The Pohl Trial was the fourth of 12 trials of the United States Military Tribunal at Nuremberg (not to be confused with the Nuremberg Trials). It was also called the "Subsequent Nuremberg Trials". The trial was held from April 8 to November 3, 1947 during which 18 SS Nazi German officers were tried for war crimes and crimes against humanity.  The main charge was their active participation in carrying out the "Final Solution", the systematic extermination of the Jews. The accused were employed by the SS Main Economic and Administrative Office, ie, the "WVHA" which ran the concentration and extermination camps in German-occupied territories. The WVHA also handled the recruitment of the SS and Waffen, and the SS-Totenkopfverbande.   Four of the accused, including Oswald Pohl, were sentenced to death by hanging.

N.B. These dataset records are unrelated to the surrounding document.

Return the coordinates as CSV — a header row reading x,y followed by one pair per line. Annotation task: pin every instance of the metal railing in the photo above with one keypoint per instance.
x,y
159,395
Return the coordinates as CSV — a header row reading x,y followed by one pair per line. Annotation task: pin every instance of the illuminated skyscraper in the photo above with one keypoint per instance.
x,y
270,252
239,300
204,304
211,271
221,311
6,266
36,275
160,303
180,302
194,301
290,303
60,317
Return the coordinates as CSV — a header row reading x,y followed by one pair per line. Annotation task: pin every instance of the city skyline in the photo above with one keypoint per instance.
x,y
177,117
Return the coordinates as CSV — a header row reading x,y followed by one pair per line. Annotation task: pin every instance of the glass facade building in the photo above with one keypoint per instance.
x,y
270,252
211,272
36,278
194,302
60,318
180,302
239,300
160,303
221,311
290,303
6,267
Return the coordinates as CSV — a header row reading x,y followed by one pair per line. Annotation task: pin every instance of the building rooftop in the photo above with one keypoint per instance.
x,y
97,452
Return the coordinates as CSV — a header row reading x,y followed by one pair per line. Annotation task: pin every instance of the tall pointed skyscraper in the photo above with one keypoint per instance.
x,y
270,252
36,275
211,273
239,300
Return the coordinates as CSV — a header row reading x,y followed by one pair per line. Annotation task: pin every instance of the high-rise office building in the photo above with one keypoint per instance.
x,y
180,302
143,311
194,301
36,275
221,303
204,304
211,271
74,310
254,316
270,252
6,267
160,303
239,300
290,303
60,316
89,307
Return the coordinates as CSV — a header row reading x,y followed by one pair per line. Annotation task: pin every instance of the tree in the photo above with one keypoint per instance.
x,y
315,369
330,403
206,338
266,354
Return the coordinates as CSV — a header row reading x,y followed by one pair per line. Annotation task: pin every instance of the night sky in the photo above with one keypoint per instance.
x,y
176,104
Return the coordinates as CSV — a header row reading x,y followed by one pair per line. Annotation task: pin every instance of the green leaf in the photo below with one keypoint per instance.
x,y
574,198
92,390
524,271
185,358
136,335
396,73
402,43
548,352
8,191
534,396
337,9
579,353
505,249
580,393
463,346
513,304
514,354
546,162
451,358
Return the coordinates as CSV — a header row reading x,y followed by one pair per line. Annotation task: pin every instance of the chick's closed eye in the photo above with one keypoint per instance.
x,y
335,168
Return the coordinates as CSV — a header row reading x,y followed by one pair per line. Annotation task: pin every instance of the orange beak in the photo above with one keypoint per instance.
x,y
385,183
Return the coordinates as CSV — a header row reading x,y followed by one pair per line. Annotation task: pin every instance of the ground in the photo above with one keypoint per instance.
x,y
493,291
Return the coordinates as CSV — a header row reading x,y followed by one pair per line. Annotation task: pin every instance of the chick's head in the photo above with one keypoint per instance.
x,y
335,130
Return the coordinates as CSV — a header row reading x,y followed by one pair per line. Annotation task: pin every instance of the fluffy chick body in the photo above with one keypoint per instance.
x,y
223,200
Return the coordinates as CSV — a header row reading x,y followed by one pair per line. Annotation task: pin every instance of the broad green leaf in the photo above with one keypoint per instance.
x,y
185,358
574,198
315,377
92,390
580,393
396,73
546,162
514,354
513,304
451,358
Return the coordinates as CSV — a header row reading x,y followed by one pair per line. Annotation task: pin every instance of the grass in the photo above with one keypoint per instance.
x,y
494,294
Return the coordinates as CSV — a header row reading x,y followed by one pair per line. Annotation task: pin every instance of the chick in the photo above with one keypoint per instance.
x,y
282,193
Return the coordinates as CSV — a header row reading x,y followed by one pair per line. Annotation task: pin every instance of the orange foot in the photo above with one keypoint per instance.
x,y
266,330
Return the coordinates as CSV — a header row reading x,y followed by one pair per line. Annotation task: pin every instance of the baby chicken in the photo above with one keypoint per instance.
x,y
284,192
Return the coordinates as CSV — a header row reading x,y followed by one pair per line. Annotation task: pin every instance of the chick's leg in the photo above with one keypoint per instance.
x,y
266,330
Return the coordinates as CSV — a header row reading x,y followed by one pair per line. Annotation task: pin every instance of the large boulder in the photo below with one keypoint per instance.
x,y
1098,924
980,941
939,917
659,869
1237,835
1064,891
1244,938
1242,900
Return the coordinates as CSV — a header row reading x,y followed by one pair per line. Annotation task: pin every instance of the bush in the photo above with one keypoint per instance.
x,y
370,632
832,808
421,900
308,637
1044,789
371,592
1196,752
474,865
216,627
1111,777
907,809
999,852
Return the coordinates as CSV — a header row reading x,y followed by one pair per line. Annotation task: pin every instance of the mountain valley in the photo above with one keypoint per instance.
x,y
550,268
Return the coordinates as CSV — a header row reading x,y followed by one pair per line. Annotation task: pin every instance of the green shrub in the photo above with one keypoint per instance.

Three were acquitted. The others received sentences between 10 years and life imprisonment. However, eight months later the judges received additional material presented by the defence and the court agreed to reconvene. After several weeks of re-examination the tribunal confirmed most of the sentences, made slight reductions in some of the other sentences, and changed the death sentence of Georg Lorner into life imprisonment.